Whereas last year’s version simply said that the department “may conduct and support research relating to the efficacy and safety of forms of cannabis,” nothing in current federal law actually prevents it from doing so.
This latest version stipulates that the VA, which has been reluctant to engage in marijuana studies, “shall” begin conducting clinical trials on cannabis.
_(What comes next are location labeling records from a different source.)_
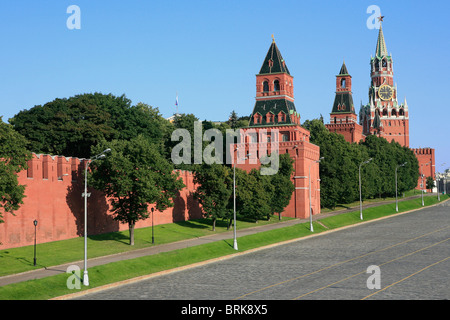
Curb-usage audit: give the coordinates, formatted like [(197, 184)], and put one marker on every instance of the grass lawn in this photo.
[(16, 260), (55, 286)]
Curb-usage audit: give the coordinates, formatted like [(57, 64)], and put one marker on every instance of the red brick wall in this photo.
[(56, 202), (425, 156)]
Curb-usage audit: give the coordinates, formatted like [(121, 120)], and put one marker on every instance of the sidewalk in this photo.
[(50, 271)]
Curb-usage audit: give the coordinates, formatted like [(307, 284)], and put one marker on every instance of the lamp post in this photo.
[(421, 167), (35, 225), (86, 195), (310, 208), (153, 235), (396, 200), (235, 247), (438, 180), (360, 194)]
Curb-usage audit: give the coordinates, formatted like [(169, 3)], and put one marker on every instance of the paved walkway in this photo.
[(50, 271)]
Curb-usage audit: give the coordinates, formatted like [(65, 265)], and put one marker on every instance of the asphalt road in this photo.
[(411, 252)]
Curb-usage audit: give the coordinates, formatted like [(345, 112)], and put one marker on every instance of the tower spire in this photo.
[(381, 50)]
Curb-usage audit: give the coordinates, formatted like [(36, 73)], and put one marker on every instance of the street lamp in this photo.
[(438, 180), (235, 247), (86, 195), (396, 200), (310, 208), (360, 194), (421, 169), (35, 225), (153, 235)]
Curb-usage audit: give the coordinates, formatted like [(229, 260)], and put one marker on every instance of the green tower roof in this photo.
[(381, 50), (274, 62)]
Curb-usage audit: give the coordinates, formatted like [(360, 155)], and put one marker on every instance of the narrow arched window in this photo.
[(276, 85)]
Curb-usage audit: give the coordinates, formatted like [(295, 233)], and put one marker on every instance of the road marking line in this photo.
[(413, 274), (339, 263), (398, 258)]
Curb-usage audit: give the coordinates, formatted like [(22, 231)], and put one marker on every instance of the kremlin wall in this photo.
[(53, 197)]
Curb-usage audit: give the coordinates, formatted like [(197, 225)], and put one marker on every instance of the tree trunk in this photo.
[(131, 229)]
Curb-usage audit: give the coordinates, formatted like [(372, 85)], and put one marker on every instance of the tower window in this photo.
[(276, 85)]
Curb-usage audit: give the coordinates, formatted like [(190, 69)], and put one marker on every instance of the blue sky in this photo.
[(209, 52)]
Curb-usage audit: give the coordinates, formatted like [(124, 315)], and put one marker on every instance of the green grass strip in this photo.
[(55, 286)]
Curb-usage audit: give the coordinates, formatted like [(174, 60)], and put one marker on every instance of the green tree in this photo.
[(252, 199), (215, 188), (133, 175), (430, 183), (279, 187), (339, 168), (13, 159), (71, 126)]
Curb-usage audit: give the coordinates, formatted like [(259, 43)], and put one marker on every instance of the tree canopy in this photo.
[(71, 126), (13, 158), (133, 175), (339, 170)]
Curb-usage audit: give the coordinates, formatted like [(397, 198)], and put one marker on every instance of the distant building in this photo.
[(275, 120), (383, 116)]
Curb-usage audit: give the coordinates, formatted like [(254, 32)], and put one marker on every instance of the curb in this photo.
[(229, 256)]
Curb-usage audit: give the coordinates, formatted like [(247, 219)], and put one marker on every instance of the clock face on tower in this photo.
[(385, 92)]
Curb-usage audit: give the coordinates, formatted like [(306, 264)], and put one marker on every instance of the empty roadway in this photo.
[(411, 251)]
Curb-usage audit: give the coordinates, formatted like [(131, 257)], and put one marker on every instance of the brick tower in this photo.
[(343, 119), (383, 115), (274, 122)]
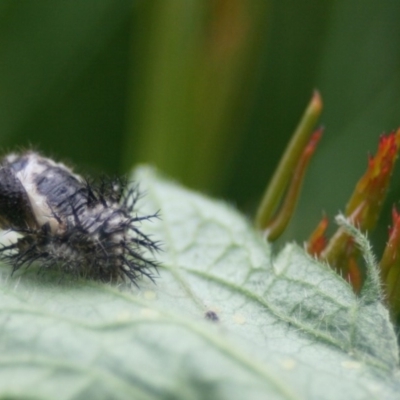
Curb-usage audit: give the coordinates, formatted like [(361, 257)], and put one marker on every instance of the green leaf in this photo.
[(278, 327)]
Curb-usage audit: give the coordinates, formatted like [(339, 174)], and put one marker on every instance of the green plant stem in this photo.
[(293, 152)]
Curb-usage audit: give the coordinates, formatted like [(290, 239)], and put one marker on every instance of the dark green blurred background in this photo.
[(209, 91)]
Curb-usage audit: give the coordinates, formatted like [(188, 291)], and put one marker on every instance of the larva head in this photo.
[(15, 207)]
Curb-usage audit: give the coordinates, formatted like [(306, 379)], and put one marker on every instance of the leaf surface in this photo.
[(225, 319)]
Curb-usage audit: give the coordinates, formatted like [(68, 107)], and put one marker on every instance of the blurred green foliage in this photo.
[(207, 90)]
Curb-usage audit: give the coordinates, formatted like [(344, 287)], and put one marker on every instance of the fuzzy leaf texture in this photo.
[(288, 327)]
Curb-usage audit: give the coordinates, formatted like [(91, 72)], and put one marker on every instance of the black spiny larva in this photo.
[(64, 221)]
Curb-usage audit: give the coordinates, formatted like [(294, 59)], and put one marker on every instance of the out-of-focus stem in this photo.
[(278, 224), (292, 154)]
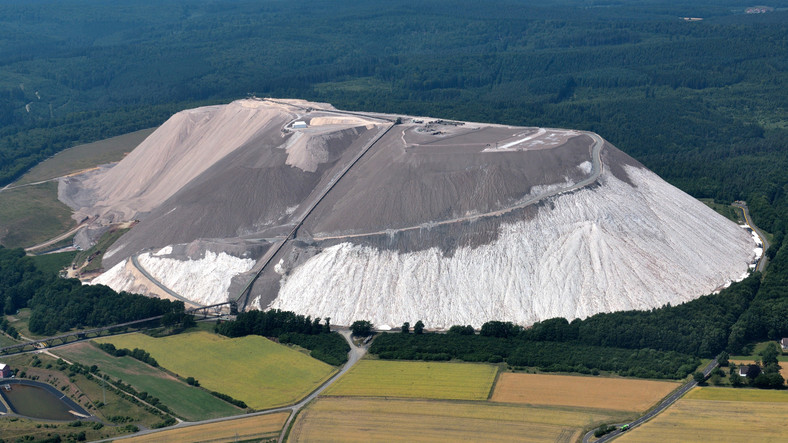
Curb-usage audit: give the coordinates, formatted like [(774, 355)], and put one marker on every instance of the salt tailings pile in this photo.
[(353, 217)]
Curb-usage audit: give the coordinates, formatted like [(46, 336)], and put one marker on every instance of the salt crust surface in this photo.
[(613, 247), (205, 281)]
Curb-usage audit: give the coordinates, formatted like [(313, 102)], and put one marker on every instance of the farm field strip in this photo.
[(693, 419), (783, 365), (188, 402), (257, 427), (738, 394), (254, 369), (429, 380), (350, 419), (588, 392)]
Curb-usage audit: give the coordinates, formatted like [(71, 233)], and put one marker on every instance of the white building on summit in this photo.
[(362, 218)]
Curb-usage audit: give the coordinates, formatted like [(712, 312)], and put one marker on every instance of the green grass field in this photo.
[(53, 263), (20, 321), (405, 379), (85, 156), (254, 369), (757, 349), (32, 215), (189, 402), (88, 393)]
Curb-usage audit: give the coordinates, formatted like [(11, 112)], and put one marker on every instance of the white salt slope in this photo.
[(205, 281), (610, 248)]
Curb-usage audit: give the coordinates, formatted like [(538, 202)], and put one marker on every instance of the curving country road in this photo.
[(355, 354), (596, 171), (657, 410)]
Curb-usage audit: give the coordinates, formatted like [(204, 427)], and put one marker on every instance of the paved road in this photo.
[(763, 261), (654, 412), (596, 171), (355, 354)]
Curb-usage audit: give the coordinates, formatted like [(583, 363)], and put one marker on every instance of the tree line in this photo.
[(290, 328), (59, 305)]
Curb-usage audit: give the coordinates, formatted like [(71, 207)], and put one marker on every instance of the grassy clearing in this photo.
[(588, 392), (350, 419), (431, 380), (783, 365), (20, 321), (253, 369), (6, 340), (260, 427), (757, 349), (32, 215), (85, 156), (88, 393), (191, 403), (759, 415)]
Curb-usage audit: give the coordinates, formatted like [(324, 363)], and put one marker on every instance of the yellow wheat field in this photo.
[(350, 419), (253, 369), (693, 419), (258, 427), (406, 379), (738, 394), (588, 392)]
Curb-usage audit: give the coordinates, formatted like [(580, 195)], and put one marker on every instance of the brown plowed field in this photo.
[(588, 392)]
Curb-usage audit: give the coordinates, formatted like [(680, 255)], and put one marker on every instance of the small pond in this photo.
[(35, 401)]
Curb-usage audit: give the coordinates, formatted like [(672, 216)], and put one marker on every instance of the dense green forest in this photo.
[(546, 356), (290, 328), (702, 103), (59, 304)]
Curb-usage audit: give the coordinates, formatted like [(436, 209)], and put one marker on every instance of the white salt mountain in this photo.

“The VA needs to listen to the growing number of veterans who have already found success in medicinal cannabis in easing their pain and other symptoms,” Tester, the ranking member on the Senate Veterans’ Affairs Committee, said in a press release. “Our bill will make sure the VA takes proactive steps to explore medicinal cannabis as a safe and effective alternative to opioids for veterans suffering from injuries or illness received in the line of duty.”
The proposed double-blind randomized controlled clinical trials are meant to cover the potential therapeutic applications of marijuana for post-traumatic stress disorder and chronic pain.
In particular, the department would have to study areas such as medical marijuana’s effect on opioid, benzodiazepine and alcohol consumption, as well as inflammation, sleep quality, spasticity, agitation, quality of life, mood, anxiety, social functioning, suicidal ideation and frequency of nightmares or night terrors.
Marijuana reform advocates praised the new legislation’s more forceful language as compared to the prior bill.
“The more assertive language is great improvement to this commonsense research bill that could ultimately help veterans with debilitating conditions,” Michael Liszewski, principal of The Enact Group, a lobbying and consulting firm that focuses on cannabis issues, told Marijuana Moment.
“The Department of Veterans Affairs already has the ability to conduct this research and the previous language would have let the Department continue to drag its heels,” he said. “It’s sort of like the difference between a parent telling their child ‘maybe you should clean up your room’ versus ‘you will clean up your room, now.'”
Sullivan said that he’s heard from many veteran constituents who are interested in finding an alternative to prescription painkillers for their pain.
“Many of our nation’s veterans already use medicinal cannabis, and they deserve to have full knowledge of the potential benefits and side effects of this alternative therapy,” he said in a press release.
During the last Congress, the Senate version of the legislation garnered six cosponsors, while 55 representatives ultimately signed onto the House version. The bill became the first standalone piece of marijuana legislation to clear a congressional panel when the House Veterans’ Affairs Committee approved it in May.
Nonetheless, VA leadership remained reluctant about engaging in marijuana research.
“VA is committed to researching and developing effective ways to help Veterans cope with post-traumatic stress disorder and chronic pain conditions,” VA Secretary David Shulkin wrote in a letter to lawmakers last year. “However, federal law restricts VA’s ability to conduct research involving medical marijuana, or to refer veterans to such projects.”
That isn’t true.
Meanwhile, top officials in the Trump administration have talked about pressuring the VA to conduct studies on medical marijuana for veterans, emails revealed, but they expressed concerns about how the Justice Department would react.